Some considerations (in no particular order):

  • the license has to be compatible to the Python license
  • packages should be stable to not require frequent updates
  • it should be possible to replace the vendor package with a system installed one via compile time switch, if the code typically is available as an OS library (e.g. as in --with-system-expat)
  • someone needs to feel responsible for keeping the vendor package up to date
  • vendoring packages always introduces the risk of losing access to security fixes applied in OS packages

That last item is a consideration which is important in contexts, where users rely on LTS style OS support, but I guess users would go with the OS provided Python version as well and OS maintainers will obviously make sure that those fixes also get into the OS Python version.

Specifically for SQLite: Wouldn’t it be possible to have Python’s setup.py test the OS SQLite library at compile time and also have the module itself apply some checks during startup to verify a few assumptions ?

1 Like

On Windows, isn’t it just a case that we bundle everything because there’s no package manager that lets us depend on non-system DLLs? Or is this question targeted at the Unix/Mac platforms?

The question is not targeted at a specific platform.
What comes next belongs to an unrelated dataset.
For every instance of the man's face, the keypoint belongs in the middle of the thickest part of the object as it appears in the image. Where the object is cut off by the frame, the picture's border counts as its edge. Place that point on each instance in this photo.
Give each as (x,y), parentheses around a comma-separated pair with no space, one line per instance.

The Windows and macOS installers already bundle SQLite. Perhaps my post was a little bit vague: I’m exploring the possibility to add the SQLite sources to CPython and always build the sqlite3 module with them. Kind of like the Windows and macOS installers already do.

1 Like

Thanks your input, @malemburg.

Thanks for the link.

The SQLite license should not be a problem, as it is public domain. It is however frequently updated, but just keeping track with landmark releases (and of course bugfix releases) should be sufficient. If we allow overriding the library with a system installed library, we must keep all the support code. In that case I guess we’re better off with the status quo.

Yes, that might be the best solution, but it could be tricky with multiple SQLite installations.

In Fedora (and RHEL) we try to have only one version of each library on the system. This makes updates (esp. security ones) much easier.
IOW, we’d unbundle SQLite anyway, and I’m sure a lot of other distros would. And since python.org doesn’t ship Linux binaries, relying on the distros instead, I’m afraid the bundling wouldn’t solve much.

Should that check be added to the tests, or to the build system, instead?

2 Likes

While that shouldn’t present any licensing issues, I don’t think that’s a good idea to pursue. In general, we try to avoid such couplings with a few notable exceptions that have proven to be bothersome at times. Most downstream third-party suppliers of Python would not be happy with such a move and would likely just strip it out since they want to minimize the size of their distributions for their users: why have more than one copy of a library? And I don’t see that this would solve any big problem. There would still be dependencies on other key third-party libraries, like zlib and OpenSSL. Why special case SQLite? Better to make it easier for users to install all of these libraries, from third-party distributions or by building them all from source, and have the Python build link with them.

1 Like

I guess you’re right about that.

Yes. Generating a “pysqlite.h” config file would definitely help! I think I’ve got a patch for setup.py somewhere on my drive. I’ll play a little bit more with it.

Thanks, @nad. You’re right, it’s probably not a good idea to pursue; there’s a lot of issues I didn’t think of :slight_smile: Thanks for all your input!

1 Like

Regarding your original problem, does libsqlite not offer a function to check if a feature is enabled that a Python binding could be made for?

For most features, that’s unfortunatly not possible. One possibility could be to create a set of «sub-modules» for additional features (like the R*Tree extension). At module init, I could execute a «pragma compile_options» query, and then import submodules for the features the library support.